For single-frequency receivers, real-time ionospheric correction may be achieved by downloading electron content (TEC) maps from GDGPS or IGS. Precision is worse compared to the dual-frequency case.

Ephemerides

Ephemerides are precise measurements of the GNSS satellites' orbits, made by the geodetic community (the International GNSS Service and other public and private organizations) with global networks of ground stations. Satellite navigation works on the principle that the satellites' positions at any given time are known, but in practice, micrometeoroid impacts, variation in solar radiation pressure, and so on mean that orbits are not perfectly predictable. The ephemerides that the satellites broadcast are earlier forecasts, up to a few hours old, and are less accurate (by up to a few meters) than carefully processed observations of where the satellites actually were. Therefore, if a GNSS receiver system stores raw observations, they can be processed later against a more accurate ephemeris than what was in the GNSS messages, yielding more accurate position estimates than what would be possible with standard realtime calculations. This post-processing technique has long been standard for GNSS applications that need high accuracy.

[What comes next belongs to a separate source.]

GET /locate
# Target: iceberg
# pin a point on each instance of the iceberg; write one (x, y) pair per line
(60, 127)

The International GNSS Service (IGS) uses its global network of monitoring stations to produce higher-accuracy ephemerides and clock drift data for the GPS satellites. The IGS produces and archives the coarse estimates broadcast by the satellites, a finer ultra-rapid observation and prediction published four times per day (~5 cm), an even finer "rapid" data from daily post-processing (~2.5 cm), and the finest "final" data published weekly (~2.5 cm). The ultra-rapid prediction can be used in real time to obtain higher-accuracy results. The other data can be used on recorded GPS data to produce even better-accuracy results after the fact. Weekly final ephemerides are offered for GLONASS. Data pipelines for additional GNSS systems are still being tested.

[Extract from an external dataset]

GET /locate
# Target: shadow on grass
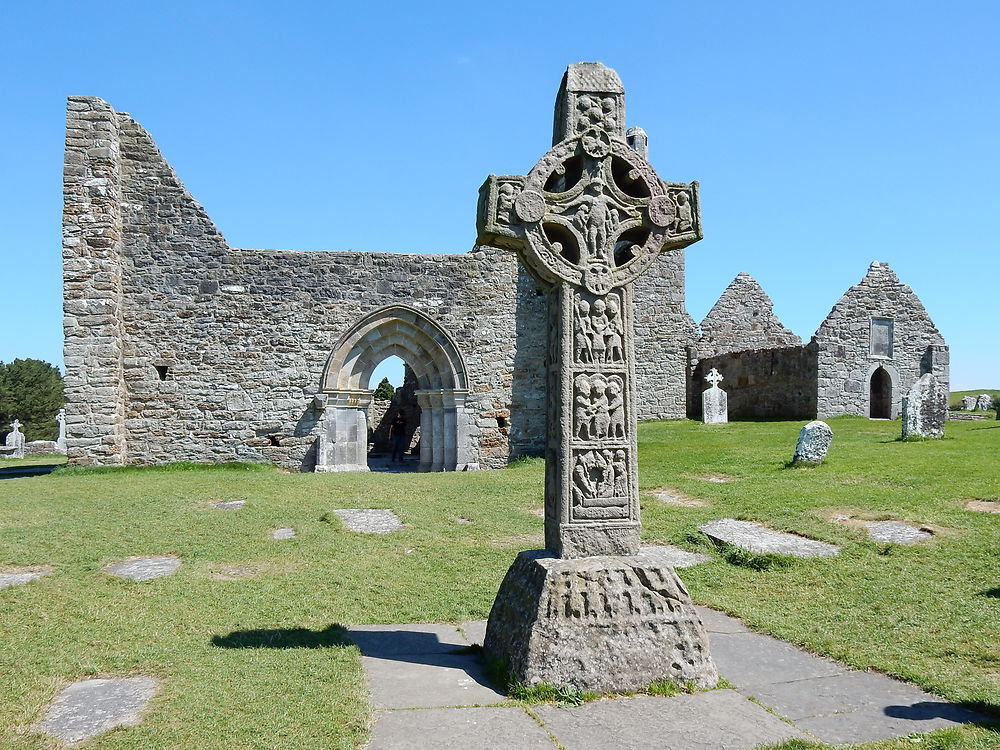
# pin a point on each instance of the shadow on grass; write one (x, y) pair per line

NASA JPL operates the Global Differential GPS (GDGPS) system using a global network of stations. GDGPS disseminates real-time orbit (once per second, latency ~5 seconds; accuracy ~20 cm) and clock corrections and supports a wider range of GNSS networks beyond GPS (GLONASS, BeiDou, Galileo, and QZSS). GDGPS feeds into APPS (Automatic Precise Positioning Service) of JPL, which uses these streams to apply in near realtime the same kind of correction that used to be done in post-processing. NASA JPL also produces higher-latency but also higher-accuracy "ultra-rapid", "rapid", and "final" orbit and clock values for the GPS constellation through its GipsyX service, a service quite similar to its IGS counterpart.

Other additional data

Near-real-time ionospheric delay, ephemerides, and clock drift can alternatively be obtained from GNSS augmentation systems such as European Geostationary Navigation Overlay Service. Some systems such as MADOCA-PPP of Quasi-Zenith Satellite System, PVS of Southern Positioning Augmentation Network, and HAS of Galileo are explicitly designed for PPP use.

Higher-precision, "final" ionospheric and troposheric delay data can also be obtained from the IGS for later re-analysis.

Applications

Precise positioning is increasingly used in the fields including robotics, autonomous navigation, agriculture, construction, and mining.

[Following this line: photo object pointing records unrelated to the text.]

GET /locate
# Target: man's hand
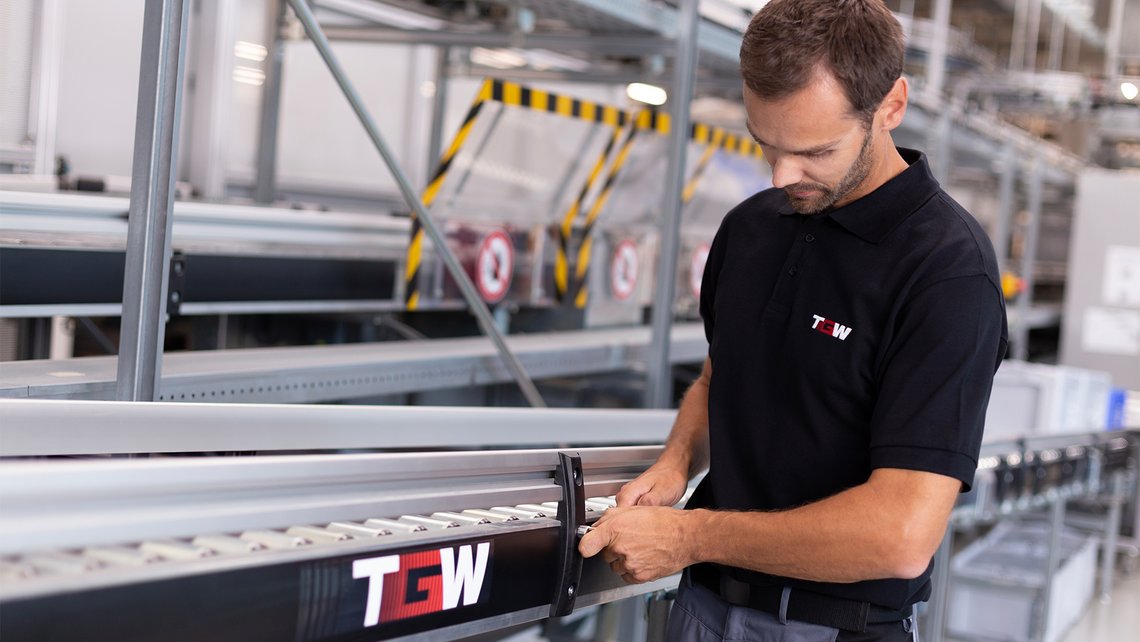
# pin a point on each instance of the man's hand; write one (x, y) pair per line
(659, 486)
(642, 543)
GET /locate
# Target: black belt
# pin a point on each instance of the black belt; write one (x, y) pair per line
(795, 603)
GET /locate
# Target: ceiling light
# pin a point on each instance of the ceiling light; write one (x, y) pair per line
(250, 51)
(648, 94)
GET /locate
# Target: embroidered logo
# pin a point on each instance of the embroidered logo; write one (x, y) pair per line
(828, 326)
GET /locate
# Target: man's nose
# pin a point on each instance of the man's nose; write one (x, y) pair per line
(784, 172)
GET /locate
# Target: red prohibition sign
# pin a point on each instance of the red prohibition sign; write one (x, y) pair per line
(495, 266)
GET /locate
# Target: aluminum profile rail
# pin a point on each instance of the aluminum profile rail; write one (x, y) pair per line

The major weaknesses of PPP, compared with conventional consumer GNSS methods, are that it takes more processing power, it requires an outside ephemeris correction stream, and it takes some time (up to tens of minutes) to converge to full accuracy. This makes it relatively unappealing for applications such as fleet tracking, where centimeter-scale precision is generally not worth the extra complexity, and more useful in areas like robotics, where there may already be an assumption of onboard processing power and frequent data transfer.

NASA JPL operates the Automatic Precise Positioning Service (APPS), a free on-line service that turns GNSS recordings into PPP-determined positions. It is supported by a fleet of dedicated computers running the GipsyX/RTGX software.